The whole production process of driven spiral bevel gear blank is simulated, and the ring rolling steps are mainly introduced. At the same time, aiming at the wear failure and fatigue failure of closed die forging die, the influence of forming process parameters and die cavity geometry parameters is analyzed, which provides a new method and way for the design and optimization of driven spiral bevel gear blank preform and die. It is summarized as follows:
(1) The whole manufacturing process of driven spiral bevel gear blank is simulated by elastic-plastic finite element model. The simulation results show that the forming quality is good, which shows that the finite element method is effective to analyze the shape change of blank and the mechanical behavior of die in the forming process. This provides a reference for the preform shape design and die design in the production process of similar plastic workpieces.

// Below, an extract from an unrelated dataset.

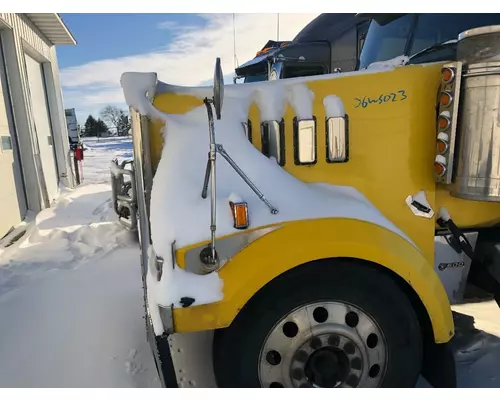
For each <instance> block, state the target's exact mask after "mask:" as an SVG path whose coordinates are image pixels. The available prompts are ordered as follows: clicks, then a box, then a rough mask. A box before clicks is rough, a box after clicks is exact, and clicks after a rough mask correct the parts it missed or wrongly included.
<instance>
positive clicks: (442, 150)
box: [437, 139, 448, 154]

(2) Ring rolling is an important step in the production process of driven spiral bevel gear blank. In modern society, the impact of production activities on the environment has become increasingly important. In the process of obtaining the required parts, it is also very important to reduce the ability of material scrap and useless material heating. The correct definition of the geometry of Middleware (preform) is the basic task to achieve two objectives. Based on this assumption, this paper considers different preform geometries (characterized by different initial Heights) to simulate the ring rolling process, and pays attention to the ring quality obtained by ring rolling (which affects the number of scrapped workpieces) and the required energy and force (which affects the selection of equipment).

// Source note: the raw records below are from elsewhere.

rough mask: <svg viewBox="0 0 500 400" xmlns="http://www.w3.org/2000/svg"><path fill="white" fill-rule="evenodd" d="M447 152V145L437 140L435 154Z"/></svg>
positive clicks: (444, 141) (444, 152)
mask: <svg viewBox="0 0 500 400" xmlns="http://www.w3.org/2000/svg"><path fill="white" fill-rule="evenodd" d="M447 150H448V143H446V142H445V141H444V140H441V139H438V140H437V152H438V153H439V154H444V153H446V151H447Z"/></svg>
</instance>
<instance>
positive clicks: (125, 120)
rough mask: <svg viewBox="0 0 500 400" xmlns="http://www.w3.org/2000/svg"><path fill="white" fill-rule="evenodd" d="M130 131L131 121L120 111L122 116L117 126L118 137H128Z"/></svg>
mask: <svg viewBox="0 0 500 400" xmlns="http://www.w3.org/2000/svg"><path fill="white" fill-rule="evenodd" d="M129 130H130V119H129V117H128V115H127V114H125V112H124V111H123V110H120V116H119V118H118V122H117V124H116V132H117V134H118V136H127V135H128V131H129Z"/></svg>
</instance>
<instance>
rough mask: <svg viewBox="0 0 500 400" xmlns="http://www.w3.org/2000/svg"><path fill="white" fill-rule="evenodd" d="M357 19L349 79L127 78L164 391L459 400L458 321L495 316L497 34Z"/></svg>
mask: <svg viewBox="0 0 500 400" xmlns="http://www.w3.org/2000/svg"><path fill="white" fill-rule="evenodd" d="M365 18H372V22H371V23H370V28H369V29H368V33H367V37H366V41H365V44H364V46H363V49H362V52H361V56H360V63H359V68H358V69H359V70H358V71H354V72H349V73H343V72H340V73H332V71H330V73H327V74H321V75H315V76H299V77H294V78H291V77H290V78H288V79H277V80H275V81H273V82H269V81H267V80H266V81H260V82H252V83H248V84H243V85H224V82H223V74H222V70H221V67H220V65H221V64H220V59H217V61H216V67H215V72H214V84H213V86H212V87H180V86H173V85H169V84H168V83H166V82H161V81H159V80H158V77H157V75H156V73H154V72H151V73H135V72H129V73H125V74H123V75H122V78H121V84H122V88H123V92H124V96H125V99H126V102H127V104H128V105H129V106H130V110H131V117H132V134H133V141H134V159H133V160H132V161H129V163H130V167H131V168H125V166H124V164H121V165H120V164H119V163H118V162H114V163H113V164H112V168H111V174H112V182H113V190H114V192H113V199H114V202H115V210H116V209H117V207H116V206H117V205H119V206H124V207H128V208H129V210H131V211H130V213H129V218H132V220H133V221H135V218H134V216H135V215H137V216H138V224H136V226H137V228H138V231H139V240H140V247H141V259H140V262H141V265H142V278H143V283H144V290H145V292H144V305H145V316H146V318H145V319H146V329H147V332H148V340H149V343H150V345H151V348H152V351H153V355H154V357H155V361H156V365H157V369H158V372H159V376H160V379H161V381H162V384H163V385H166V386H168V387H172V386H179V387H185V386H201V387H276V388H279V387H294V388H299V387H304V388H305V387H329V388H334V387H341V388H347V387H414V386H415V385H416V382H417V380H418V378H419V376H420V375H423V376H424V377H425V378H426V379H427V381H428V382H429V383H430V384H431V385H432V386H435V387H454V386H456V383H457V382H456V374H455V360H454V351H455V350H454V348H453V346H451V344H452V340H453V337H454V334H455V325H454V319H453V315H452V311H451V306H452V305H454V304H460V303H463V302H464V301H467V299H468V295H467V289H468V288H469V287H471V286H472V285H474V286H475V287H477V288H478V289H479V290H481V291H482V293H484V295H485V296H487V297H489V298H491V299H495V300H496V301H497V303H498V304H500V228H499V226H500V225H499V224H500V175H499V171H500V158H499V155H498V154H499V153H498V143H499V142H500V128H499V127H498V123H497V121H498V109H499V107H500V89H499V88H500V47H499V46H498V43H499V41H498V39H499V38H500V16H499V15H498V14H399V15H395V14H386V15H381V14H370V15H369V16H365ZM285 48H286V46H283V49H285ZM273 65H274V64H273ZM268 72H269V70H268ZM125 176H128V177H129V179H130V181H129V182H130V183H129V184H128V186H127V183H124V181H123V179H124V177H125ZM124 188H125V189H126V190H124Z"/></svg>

(3) The modified Archard model is embedded into DEFORM-3D to realize the die wear analysis in the hot forging process of driven spiral bevel gear blank. The influence law of various parameters on die wear and forming load is obtained by using the orthogonal analysis method. Then the simulation results are optimized by using the comprehensive balance method, and the verification test is carried out. The experimental results are consistent with the reality. This provides effective basic data for the optimization design of forming process parameters and subsequent die wear life analysis, and saves a lot of test costs.

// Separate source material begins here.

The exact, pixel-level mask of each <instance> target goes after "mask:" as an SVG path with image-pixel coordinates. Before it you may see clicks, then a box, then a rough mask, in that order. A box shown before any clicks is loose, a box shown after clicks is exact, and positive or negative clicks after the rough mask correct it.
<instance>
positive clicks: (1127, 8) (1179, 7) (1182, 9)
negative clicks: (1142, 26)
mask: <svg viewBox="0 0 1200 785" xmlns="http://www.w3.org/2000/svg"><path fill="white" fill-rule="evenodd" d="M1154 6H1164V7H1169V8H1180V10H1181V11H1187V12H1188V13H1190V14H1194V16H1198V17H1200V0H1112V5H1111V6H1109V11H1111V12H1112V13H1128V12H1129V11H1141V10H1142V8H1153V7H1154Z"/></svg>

(4) Die cavity stress concentration and temperature cold and hot cycle are the two main causes of die fatigue failure. Therefore, the effects of forming process parameters and die cavity geometry parameters on die temperature field and stress field are analyzed. The combination of simulation analysis method and die fatigue life estimation provides an effective way for die geometry optimization and forming process parameter optimization. The die fatigue life estimated by the local stress-strain method to reflect the die strength is more rational and intuitive than the direct use of the die stress level, which can put forward some constructive suggestions for the actual production, and provide a certain basis for analyzing the causes of the crack of the die, so as to improve the service life of the die.